Le comité d'éthique : créé en décembre 2005, il a pour mission d'évaluer l'efficacité de l'autodiscipline et d'aider le BVP à ajuster sa déontologie au regard de l'évolution sociale. Son premier rapport (2005) donnait un avis concernant le respect de la personne humaine et les minorités visibles.
Aucun expert concernant la question environnementale n'y siège !!
La commission de concertation des associations de consommateurs : réunissant les associations de consommateurs agréées et des professionnels de la publicité, elle a pour mission de faire des propositions pour améliorer l'autodiscipline et est depuis peu consultée en amont de la rédaction des Recommandations.
Mais elle n'est que consultée et n'a pas de pouvoirs réels. De plus, il semblerait que les associations de consommateurs n'y siègent plus beaucoup, faute de réels pouvoirs.
Les associations de protection de l'environnement ne sont pas consultées concernant l'argument écologique et le blanchiment écologique.
Notre avis : L'autodiscipline est souvent présentée par les professionnels comme un instrument plus efficace que la loi et qui répondrait mieux aux attentes des consommateurs. Ces allégations n'ont jamais été prouvées et sont contredites par les associations de consommateurs
.En effet, aucun critère, aucun instrument de mesure n'existe pour qualifier la pertinence des systèmes d'auto-régulation et leur supposée supériorité face aux dispositions législatives. Il est indispensable que l'autodiscipline fasse désormais l'objet d'une évaluation indépendante. Ce rôle d'évaluation devrait être joué par les pouvoirs publics, dépositaires de la légitimité démocratique, ainsi que par les associations.
L'’autorégulation peut être un élément du dispositif de régulation, à condition d'être établie en concertation avec les pouvoirs publics et les associations. Elle devient alors une véritable co-régulation.

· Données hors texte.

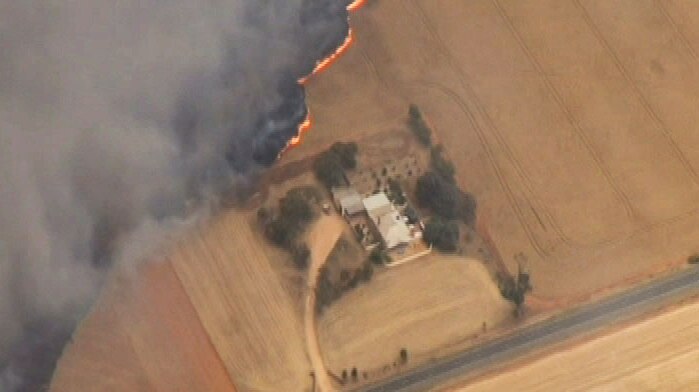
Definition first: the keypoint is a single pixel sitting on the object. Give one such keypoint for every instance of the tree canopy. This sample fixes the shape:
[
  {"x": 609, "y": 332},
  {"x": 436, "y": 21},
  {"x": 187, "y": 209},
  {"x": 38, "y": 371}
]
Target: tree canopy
[
  {"x": 443, "y": 235},
  {"x": 445, "y": 199}
]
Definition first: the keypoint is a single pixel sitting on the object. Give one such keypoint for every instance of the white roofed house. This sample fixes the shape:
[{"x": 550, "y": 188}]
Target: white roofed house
[{"x": 389, "y": 223}]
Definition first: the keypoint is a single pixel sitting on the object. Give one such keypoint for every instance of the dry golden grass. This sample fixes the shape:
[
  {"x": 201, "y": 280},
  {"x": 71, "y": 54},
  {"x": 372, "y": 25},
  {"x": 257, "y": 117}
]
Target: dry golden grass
[
  {"x": 659, "y": 354},
  {"x": 143, "y": 335},
  {"x": 243, "y": 306},
  {"x": 573, "y": 122},
  {"x": 424, "y": 305}
]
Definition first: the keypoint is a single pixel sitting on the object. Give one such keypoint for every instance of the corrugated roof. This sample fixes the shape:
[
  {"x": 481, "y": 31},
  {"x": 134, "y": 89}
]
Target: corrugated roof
[{"x": 376, "y": 202}]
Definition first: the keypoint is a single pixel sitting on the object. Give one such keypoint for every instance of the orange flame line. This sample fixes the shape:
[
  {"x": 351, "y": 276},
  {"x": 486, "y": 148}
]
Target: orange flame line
[
  {"x": 322, "y": 65},
  {"x": 357, "y": 4}
]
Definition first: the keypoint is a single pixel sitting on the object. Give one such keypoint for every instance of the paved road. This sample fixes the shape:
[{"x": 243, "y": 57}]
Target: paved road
[{"x": 618, "y": 308}]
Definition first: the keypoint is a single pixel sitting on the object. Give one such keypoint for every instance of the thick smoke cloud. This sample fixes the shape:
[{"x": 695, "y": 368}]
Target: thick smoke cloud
[{"x": 115, "y": 118}]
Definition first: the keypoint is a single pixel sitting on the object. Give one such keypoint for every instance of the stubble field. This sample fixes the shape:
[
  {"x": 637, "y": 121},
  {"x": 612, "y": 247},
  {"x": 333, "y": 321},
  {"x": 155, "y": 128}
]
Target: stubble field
[
  {"x": 144, "y": 335},
  {"x": 217, "y": 313},
  {"x": 429, "y": 306},
  {"x": 572, "y": 121}
]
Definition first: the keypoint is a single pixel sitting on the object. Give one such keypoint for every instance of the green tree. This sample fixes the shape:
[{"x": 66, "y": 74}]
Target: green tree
[
  {"x": 403, "y": 356},
  {"x": 443, "y": 235},
  {"x": 396, "y": 191},
  {"x": 445, "y": 198}
]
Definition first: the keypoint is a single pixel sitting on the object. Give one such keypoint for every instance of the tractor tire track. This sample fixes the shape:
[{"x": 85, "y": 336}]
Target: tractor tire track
[
  {"x": 538, "y": 247},
  {"x": 678, "y": 30},
  {"x": 579, "y": 131},
  {"x": 657, "y": 122}
]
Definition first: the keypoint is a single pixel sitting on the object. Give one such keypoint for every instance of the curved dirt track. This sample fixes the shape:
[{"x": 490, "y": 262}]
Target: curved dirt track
[{"x": 322, "y": 238}]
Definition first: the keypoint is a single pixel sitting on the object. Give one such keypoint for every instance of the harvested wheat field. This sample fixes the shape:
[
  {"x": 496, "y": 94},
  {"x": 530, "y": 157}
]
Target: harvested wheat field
[
  {"x": 659, "y": 354},
  {"x": 425, "y": 305},
  {"x": 144, "y": 335},
  {"x": 226, "y": 270},
  {"x": 214, "y": 315},
  {"x": 573, "y": 122}
]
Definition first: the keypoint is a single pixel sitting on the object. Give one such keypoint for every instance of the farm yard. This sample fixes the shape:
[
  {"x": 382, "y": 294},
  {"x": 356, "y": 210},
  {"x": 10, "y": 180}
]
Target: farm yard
[{"x": 572, "y": 122}]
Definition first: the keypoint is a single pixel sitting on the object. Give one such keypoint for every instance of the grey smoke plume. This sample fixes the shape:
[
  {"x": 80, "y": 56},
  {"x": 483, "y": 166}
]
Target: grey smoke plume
[{"x": 114, "y": 117}]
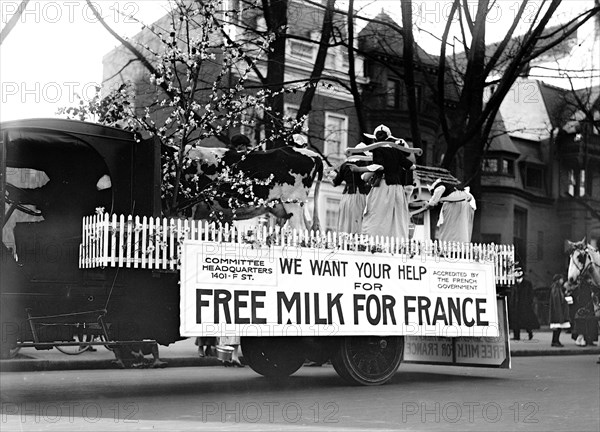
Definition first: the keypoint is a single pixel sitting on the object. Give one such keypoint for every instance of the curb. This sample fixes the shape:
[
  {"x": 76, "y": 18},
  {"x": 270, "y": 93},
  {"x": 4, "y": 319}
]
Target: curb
[
  {"x": 556, "y": 352},
  {"x": 37, "y": 365}
]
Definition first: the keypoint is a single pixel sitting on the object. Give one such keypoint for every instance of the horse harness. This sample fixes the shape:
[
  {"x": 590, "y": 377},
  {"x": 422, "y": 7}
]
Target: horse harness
[{"x": 585, "y": 260}]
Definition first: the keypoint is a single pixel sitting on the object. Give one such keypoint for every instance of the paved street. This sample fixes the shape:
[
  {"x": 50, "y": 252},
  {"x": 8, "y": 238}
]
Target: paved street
[{"x": 540, "y": 393}]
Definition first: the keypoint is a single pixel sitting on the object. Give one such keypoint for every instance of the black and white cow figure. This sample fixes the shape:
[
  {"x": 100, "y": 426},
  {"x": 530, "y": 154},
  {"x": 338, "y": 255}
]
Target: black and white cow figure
[{"x": 294, "y": 171}]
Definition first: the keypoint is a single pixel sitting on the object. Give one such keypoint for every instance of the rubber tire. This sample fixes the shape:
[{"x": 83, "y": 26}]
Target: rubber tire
[
  {"x": 368, "y": 360},
  {"x": 272, "y": 357}
]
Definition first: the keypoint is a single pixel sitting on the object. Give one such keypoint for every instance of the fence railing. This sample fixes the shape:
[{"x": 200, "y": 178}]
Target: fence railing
[{"x": 155, "y": 243}]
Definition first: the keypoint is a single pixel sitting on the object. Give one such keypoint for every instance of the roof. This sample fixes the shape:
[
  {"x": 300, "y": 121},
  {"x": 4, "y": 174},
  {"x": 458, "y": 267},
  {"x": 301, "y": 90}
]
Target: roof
[
  {"x": 378, "y": 38},
  {"x": 426, "y": 175},
  {"x": 68, "y": 127},
  {"x": 501, "y": 142}
]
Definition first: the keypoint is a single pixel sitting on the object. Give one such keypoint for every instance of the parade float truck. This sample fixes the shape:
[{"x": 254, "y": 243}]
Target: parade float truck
[{"x": 95, "y": 256}]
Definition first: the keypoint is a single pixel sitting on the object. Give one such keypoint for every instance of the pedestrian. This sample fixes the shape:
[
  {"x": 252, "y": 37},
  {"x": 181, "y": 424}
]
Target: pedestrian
[
  {"x": 585, "y": 328},
  {"x": 234, "y": 342},
  {"x": 559, "y": 309},
  {"x": 206, "y": 346},
  {"x": 455, "y": 222},
  {"x": 386, "y": 209},
  {"x": 354, "y": 196},
  {"x": 520, "y": 306}
]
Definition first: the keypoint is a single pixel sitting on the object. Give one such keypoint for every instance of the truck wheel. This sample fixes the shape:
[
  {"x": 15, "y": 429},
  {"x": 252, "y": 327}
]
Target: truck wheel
[
  {"x": 272, "y": 357},
  {"x": 368, "y": 360}
]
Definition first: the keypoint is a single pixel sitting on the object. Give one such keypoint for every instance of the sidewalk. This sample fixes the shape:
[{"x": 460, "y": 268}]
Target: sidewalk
[{"x": 184, "y": 354}]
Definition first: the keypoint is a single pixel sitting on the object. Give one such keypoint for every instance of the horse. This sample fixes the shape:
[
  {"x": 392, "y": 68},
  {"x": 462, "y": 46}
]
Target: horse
[{"x": 584, "y": 258}]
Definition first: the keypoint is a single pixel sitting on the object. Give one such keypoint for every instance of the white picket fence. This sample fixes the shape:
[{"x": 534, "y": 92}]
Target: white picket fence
[{"x": 155, "y": 243}]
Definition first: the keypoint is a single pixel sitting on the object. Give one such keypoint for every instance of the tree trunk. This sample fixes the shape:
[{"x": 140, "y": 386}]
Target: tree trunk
[
  {"x": 409, "y": 75},
  {"x": 358, "y": 106},
  {"x": 315, "y": 76},
  {"x": 473, "y": 151},
  {"x": 275, "y": 12}
]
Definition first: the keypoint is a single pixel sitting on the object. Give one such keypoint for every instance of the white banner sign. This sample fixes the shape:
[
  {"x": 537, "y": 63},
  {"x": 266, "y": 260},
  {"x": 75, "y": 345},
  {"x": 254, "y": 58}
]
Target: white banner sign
[{"x": 239, "y": 289}]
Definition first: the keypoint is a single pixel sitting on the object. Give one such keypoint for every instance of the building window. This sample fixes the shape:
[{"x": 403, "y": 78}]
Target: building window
[
  {"x": 397, "y": 96},
  {"x": 508, "y": 167},
  {"x": 301, "y": 50},
  {"x": 394, "y": 94},
  {"x": 490, "y": 165},
  {"x": 580, "y": 184},
  {"x": 252, "y": 124},
  {"x": 336, "y": 135},
  {"x": 534, "y": 177},
  {"x": 491, "y": 238},
  {"x": 498, "y": 166},
  {"x": 520, "y": 235},
  {"x": 332, "y": 211},
  {"x": 290, "y": 113}
]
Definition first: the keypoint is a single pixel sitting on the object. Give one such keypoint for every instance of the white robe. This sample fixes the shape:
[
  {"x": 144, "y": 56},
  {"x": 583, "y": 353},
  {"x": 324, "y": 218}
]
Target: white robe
[{"x": 386, "y": 212}]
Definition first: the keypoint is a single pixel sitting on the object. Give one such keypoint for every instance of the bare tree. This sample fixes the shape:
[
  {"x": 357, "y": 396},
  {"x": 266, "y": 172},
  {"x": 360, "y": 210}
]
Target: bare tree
[{"x": 12, "y": 22}]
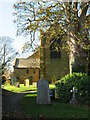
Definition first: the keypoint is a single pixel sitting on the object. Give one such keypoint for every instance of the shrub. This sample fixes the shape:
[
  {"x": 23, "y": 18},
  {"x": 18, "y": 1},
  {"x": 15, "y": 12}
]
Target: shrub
[{"x": 78, "y": 80}]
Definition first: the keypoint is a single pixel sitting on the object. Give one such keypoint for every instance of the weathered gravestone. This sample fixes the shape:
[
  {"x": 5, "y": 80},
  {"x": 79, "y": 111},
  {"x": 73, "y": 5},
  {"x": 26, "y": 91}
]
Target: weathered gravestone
[
  {"x": 27, "y": 82},
  {"x": 17, "y": 84},
  {"x": 43, "y": 96},
  {"x": 73, "y": 100}
]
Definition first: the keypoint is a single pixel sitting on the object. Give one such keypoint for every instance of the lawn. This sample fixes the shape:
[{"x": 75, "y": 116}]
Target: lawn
[
  {"x": 54, "y": 110},
  {"x": 22, "y": 88}
]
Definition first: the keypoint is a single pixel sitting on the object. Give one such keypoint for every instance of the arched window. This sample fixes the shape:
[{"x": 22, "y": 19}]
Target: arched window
[{"x": 55, "y": 51}]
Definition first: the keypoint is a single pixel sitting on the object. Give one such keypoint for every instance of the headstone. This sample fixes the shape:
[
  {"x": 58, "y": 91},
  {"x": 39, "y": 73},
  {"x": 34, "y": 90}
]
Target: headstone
[
  {"x": 73, "y": 100},
  {"x": 17, "y": 84},
  {"x": 27, "y": 82},
  {"x": 43, "y": 96},
  {"x": 34, "y": 84},
  {"x": 52, "y": 94}
]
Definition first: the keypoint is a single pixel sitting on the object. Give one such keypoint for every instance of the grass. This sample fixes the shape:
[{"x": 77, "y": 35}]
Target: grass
[
  {"x": 22, "y": 88},
  {"x": 54, "y": 110}
]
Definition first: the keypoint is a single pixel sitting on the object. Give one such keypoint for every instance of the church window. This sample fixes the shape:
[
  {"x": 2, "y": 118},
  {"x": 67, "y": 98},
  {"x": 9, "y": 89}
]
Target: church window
[
  {"x": 34, "y": 71},
  {"x": 27, "y": 71},
  {"x": 55, "y": 51}
]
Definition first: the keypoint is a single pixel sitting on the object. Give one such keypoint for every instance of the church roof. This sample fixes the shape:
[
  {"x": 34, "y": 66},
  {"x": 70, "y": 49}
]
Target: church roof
[{"x": 30, "y": 62}]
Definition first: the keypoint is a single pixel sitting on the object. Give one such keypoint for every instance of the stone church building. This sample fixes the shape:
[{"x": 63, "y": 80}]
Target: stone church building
[
  {"x": 27, "y": 68},
  {"x": 49, "y": 63}
]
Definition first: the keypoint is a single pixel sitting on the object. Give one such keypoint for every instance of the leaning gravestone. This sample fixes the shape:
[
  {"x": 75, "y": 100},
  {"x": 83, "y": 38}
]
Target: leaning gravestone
[
  {"x": 43, "y": 96},
  {"x": 73, "y": 100},
  {"x": 17, "y": 84},
  {"x": 27, "y": 82}
]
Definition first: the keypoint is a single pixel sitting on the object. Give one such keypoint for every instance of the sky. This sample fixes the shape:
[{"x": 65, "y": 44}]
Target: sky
[{"x": 7, "y": 27}]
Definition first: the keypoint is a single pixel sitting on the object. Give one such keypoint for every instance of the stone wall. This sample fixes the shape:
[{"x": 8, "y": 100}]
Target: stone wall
[
  {"x": 23, "y": 73},
  {"x": 56, "y": 68}
]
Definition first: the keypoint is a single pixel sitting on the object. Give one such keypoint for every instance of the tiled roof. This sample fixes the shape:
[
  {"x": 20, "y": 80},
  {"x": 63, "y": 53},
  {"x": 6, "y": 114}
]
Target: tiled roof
[{"x": 30, "y": 62}]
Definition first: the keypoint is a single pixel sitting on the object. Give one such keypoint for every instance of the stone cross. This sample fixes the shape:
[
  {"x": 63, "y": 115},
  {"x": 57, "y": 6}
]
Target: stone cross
[{"x": 73, "y": 98}]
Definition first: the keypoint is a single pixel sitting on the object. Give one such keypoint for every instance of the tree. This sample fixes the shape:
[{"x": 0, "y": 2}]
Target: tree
[
  {"x": 69, "y": 19},
  {"x": 7, "y": 52}
]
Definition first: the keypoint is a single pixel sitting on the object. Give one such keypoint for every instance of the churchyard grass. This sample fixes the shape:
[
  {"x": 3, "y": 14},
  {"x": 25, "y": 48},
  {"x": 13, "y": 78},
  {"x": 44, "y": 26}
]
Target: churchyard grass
[
  {"x": 22, "y": 88},
  {"x": 54, "y": 110}
]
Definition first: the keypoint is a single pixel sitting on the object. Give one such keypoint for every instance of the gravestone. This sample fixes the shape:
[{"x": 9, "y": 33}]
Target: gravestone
[
  {"x": 27, "y": 82},
  {"x": 73, "y": 100},
  {"x": 52, "y": 94},
  {"x": 17, "y": 84},
  {"x": 43, "y": 96}
]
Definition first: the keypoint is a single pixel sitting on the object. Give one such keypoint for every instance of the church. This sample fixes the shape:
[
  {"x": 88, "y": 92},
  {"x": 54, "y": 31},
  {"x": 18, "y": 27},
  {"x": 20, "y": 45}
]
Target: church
[{"x": 50, "y": 63}]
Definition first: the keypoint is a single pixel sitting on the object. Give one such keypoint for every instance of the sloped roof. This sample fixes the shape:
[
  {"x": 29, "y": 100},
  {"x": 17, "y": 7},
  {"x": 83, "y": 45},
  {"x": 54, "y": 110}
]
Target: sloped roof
[{"x": 30, "y": 62}]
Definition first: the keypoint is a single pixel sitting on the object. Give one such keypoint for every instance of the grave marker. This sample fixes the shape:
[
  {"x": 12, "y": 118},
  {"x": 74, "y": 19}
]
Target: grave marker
[
  {"x": 73, "y": 100},
  {"x": 43, "y": 96}
]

En effet, l'actuel système n'est pas un vrai système de co-régulation, car les associations n'interviennent qu'à titre consultatif. Dans le cas de la co-régulation, l'autorégulation devient légale et obligatoire (ex : ordres des médecins ou des avocats) et les associations sont associées au contrôle à tout ses stades. La loi peut aussi prévoir que les pouvoirs publics approuvent les codes de conduite, ou en vérifient le respect. Cette autorégulation concertée avec les autorités publiques est de plus en plus recherchée en Europe.L'existence d'une co-régulation n'exclut pas que l'on puisse parallèlement ou ultérieurement avoir recours à la loi pour encadrer la publicité dans tous les domaines concernés (enfants, obésité, argument santé...). On ne devrait donc pas accepter que les instances de l’autodiscipline s’opposent systématiquement à tout projet réglementaire, mais plutôt s’accorder sur une bonne complémentarité entre les outils d’encadrement.
En France, la co-régulation Etat/secteur publicitaire fonctionne déjà partiellement (fort bien, selon le BVP) pour la publicité télévisée (délégation des pouvoirs du CSA) ou pour l’image de la personne humaine en publicité (avec le Ministère de la Parité).